150 Jahre Freundschaft Deutschland – Japan
1.1.-31.12.2011 Im Jahr 1853 erschienen vor den Küsten Japans, das sich im 17. Jahrhundert von der übrigen Welt abgeschottet hatte, amerikanische Schiffe: das Geschwader des Commodore Perry. Schon zuvor hatte es erfolglose russische und amerikanische Versuche gegeben, die Öffnung des Landes zu erwirken. Es ging um Handelsinteressen, aber auch um Kohle- und Wasserstationen für den Walfang. Dem Druck von außen vermochte Japan nun nicht länger standzuhalten.

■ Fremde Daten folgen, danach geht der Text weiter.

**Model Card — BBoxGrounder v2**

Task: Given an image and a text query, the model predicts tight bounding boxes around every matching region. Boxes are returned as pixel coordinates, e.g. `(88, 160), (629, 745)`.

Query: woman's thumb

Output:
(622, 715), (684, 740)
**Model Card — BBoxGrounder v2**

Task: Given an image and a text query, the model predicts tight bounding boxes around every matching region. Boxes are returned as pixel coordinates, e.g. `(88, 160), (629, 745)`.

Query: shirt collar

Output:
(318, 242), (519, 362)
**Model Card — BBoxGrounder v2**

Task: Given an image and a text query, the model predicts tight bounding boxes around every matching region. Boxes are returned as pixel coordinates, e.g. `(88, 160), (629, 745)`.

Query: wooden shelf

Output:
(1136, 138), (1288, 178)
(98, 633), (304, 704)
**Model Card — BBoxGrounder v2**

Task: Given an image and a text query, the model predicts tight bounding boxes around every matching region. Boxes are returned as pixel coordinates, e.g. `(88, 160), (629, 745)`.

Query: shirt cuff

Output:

Im Vertrag von Kanagawa 1854 erzwangen die USA Konzessionen für zwei Häfen, und in den folgenden Jahren gelang es auch europäischen Mächten, in Japan Fuß zu fassen und Handels- und Freundschaftsverträge mit dem Land abzuschließen. Nach längeren Verhandlungen war es am 24. Januar 1861 auch für Preußen soweit.

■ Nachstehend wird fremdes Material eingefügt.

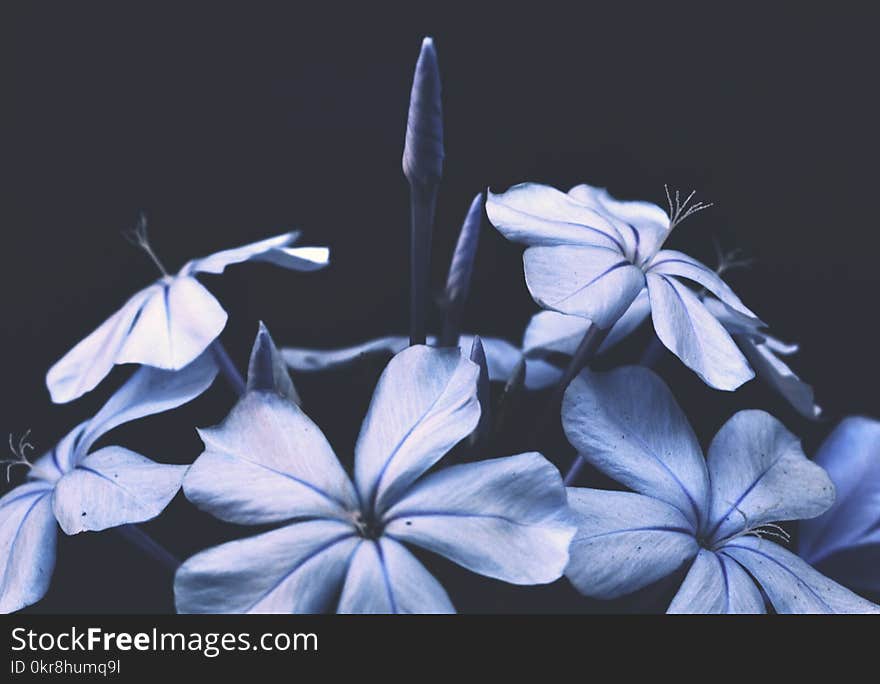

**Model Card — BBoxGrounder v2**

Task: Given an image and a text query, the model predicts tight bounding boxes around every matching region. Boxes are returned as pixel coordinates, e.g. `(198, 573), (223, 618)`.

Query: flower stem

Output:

Im Jahr 1867 dankte der letzte Shogun ab und das Kaisertum wurde restauriert. Der Vertrag von 1861 blieb rechtsgültig, ebenso für das im Jahr 1871 proklamierte Deutsche Reich. In der Folgezeit wandelte sich Japan von einem Feudalstaat zu einer modernen Industrienation. An dieser Entwicklung waren Ausländer in beratender oder lehrender Funktion beteiligt. Andererseits förderte der Staat das Studium von Japanern im Ausland. Der Vertrag von 1861 bildet den Grundstein für die deutsch-japanischen Beziehungen.

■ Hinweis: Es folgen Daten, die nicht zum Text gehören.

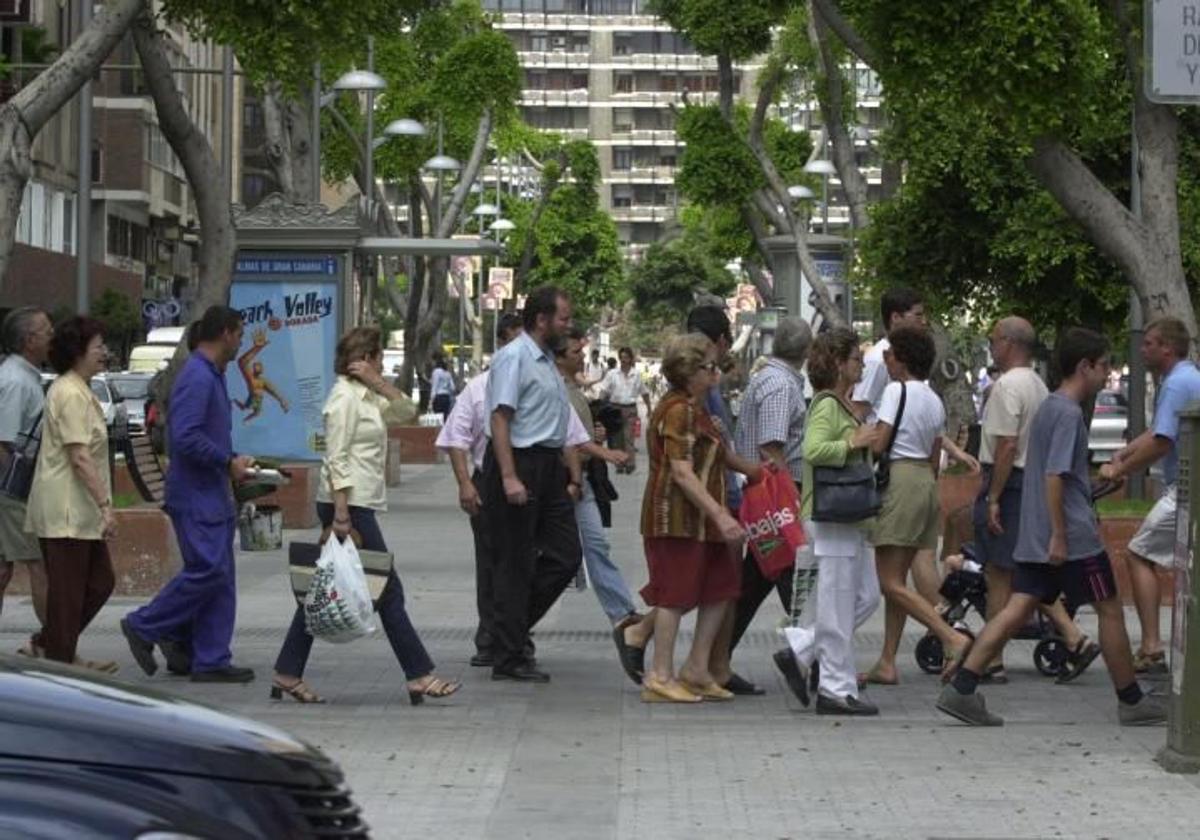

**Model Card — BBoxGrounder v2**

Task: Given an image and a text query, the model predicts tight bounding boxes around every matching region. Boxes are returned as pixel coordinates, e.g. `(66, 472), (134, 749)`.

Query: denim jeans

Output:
(575, 481), (634, 622)
(275, 502), (433, 679)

Ikebana-Ausstellung in SpectrumKirche
2.-3.10.2010 Im Exerzitienhaus „Spectrum Kirche“ bot sich die in Passau seltene Gelegenheit, eine Ikebana-Ausstellung zu besichtigen. Sie wurde von zahlreichen DJG-Mitgliedern genutzt, die sich alle sehr beeindruckt zeigten. Unter dem Titel „Augenblicke zum Verweilen“ präsentierten Dozenten und Passauer Schülerinnen der Ikenobo-Schule Arrangements zum Spätsommer und Herbst, die Naturstimmung und eine große Ruhe ausstrahlten.
Ausflug nach Würzburg
11.-12.9.2010 Unter dem Motto „Auf den Spuren von Philipp Franz von Siebold und Balthasar Neumann“ unternahm die Deutsch-Japanische Gesellschaft einen abwechslungsreichen Wochenendausflug nach Würzburg. Im Siebold-Museum erkundete die Gruppe die Geschichte der bedeutenden Medizinerfamilie und ihres prominentesten Sprosses, der zum anerkannten großen Japan-Forscher wurde. Begeistert waren alle von dem 1990 anlässlich der Landesgartenschau angelegten japanischen Garten, einer Oase der Ruhe. Natürlich wurde auch die Residenz mit dem grandiosen Treppenhaus von Balthasar Neumann und einigen Prunkräumen besichtigt, von denen das rekonstruierte Spiegelkabinett besonders faszinierte. Ein Rundgang durch die Altstadt und ein Besuch des „Käppele“, einer von Neumann erbauten Wallfahrtskirche, standen ebenfalls auf dem Programm. Auch Geselligkeit und fränkische Gastronomie kamen nicht zu kurz, wobei die Weinprobe im historischen Hofkeller – zwischen alten Fässern und im Schein vieler Kerzen – der Höhepunkt war. Mit diesem Ausflug beschrieb der Verein eine weitere Seite in der Geschichte seiner erfolgreichen Fahrten.
Vortrag über Japanische Keramik
10.6.2010 Unter dem Titel „Japanische Keramik – Kunst im Alltag“ bot Dr. Kenji Kamino einen Überblick über die Entwicklung der Keramik in Japan. Er zeigte Abbildungen faszinierender Beispiele und einige Originale, die bewiesen, dass die Ästhetik auch im Alltag eine Rolle spielt.
Spaziergang am Inn
4.6.2010 Die DJG Passau hatte ihre Mitglieder zu einem Spaziergang am Inn eingeladen, der auch zu einem weitläufigen Garten führte. An den Bergrücken gelehnt, beherbergt dieser die verschiedensten Bäume und Sträucher und bietet einige japanisch anmutende Ansichten. Die vorübergehenden Spaziergänger und auch Radfahrer bleiben gern stehen, um die Anlage zu bewundern.